I now have a graph that includes many nodes and weighted edges.
This graph is generated from a pandas data frame Here's the sample input dataframe
A B count
x y 3
x z 2
y x 5
y z 1
z x 1
The principle to sort the nodes is: when A goes to B (count) is bigger than B goes to A, then A is bigger than B. Otherwise, B is bigger than A. e.g. x to y is 3 and y to x is 5, so y is bigger than x.
Here's how I do it
I created a list to store the nodes that need to be rank. This is the output list. e.g. {X, Y, Z}
and create a dict to store all the relationships from the dataframe:
For example: ({'X': {'Y': 3, 'Z': 2}, {'Y': {'X': 5, 'Z': 1}, {'Z': {'X': 1, 'Y': 0}).

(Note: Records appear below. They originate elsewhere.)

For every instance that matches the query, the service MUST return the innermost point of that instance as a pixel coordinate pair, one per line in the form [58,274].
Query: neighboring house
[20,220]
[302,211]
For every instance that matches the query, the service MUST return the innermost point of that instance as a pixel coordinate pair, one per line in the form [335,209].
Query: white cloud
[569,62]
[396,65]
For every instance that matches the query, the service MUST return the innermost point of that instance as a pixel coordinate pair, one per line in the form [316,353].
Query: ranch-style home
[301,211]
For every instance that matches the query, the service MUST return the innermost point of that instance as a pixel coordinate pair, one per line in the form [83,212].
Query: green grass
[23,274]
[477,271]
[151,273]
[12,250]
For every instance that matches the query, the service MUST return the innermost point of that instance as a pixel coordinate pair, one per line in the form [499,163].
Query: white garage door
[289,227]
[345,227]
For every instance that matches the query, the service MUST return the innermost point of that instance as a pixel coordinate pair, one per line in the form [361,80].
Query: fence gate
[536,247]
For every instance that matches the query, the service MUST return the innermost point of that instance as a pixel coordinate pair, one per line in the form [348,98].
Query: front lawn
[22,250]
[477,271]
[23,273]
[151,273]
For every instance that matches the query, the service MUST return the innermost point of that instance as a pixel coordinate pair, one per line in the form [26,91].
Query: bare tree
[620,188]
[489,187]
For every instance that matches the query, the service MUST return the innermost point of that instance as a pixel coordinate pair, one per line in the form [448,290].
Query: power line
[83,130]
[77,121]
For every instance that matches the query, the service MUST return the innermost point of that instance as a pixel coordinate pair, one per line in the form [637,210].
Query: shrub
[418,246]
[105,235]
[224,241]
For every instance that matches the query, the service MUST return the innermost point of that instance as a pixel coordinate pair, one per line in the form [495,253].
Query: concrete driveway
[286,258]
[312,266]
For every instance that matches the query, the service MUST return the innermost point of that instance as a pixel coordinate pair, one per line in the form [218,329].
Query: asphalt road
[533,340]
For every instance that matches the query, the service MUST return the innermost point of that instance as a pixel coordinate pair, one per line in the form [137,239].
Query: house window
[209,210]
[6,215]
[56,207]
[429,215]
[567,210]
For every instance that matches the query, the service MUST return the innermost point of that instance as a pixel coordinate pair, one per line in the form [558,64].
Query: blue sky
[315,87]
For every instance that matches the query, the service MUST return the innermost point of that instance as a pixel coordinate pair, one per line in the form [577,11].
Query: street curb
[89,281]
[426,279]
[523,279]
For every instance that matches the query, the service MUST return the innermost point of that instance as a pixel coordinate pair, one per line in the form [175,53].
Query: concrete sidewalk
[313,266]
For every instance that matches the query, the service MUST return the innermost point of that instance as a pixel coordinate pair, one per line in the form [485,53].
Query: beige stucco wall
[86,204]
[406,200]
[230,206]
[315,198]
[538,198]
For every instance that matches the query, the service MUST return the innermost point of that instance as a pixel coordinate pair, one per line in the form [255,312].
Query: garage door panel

By looping through these relations in turn, high-level nodes are inserted into the previous space of low-level nodes, and the rest of the nodes are moved back one step.
The change of output list while the program running:
{X, Y, Z}
->{Y, X, Z}
->{Y, X, Z}
->{Y, X, Z}
->{Y, X, Z}
->{Y, X, Z}
Hence the output is {Y, X, Z}. This is the way I can imagine, but it is too heuristic. Is there any elegant method else? Can it identify a global order A>B>C from partial orders like A>B and B>C? Is this related to any famous problem?
IIUC, you can use pivot_table
get what you expect:
out = (df.pivot_table(index='A', columns='B', values='count', fill_value=0)
.agg(lambda s: s.drop(s.name).to_dict(), axis=1).to_dict())
print(out)
# Output
{'x': {'y': 3, 'z': 2},
'y': {'x': 5, 'z': 1},
'z': {'x': 1, 'y': 0}}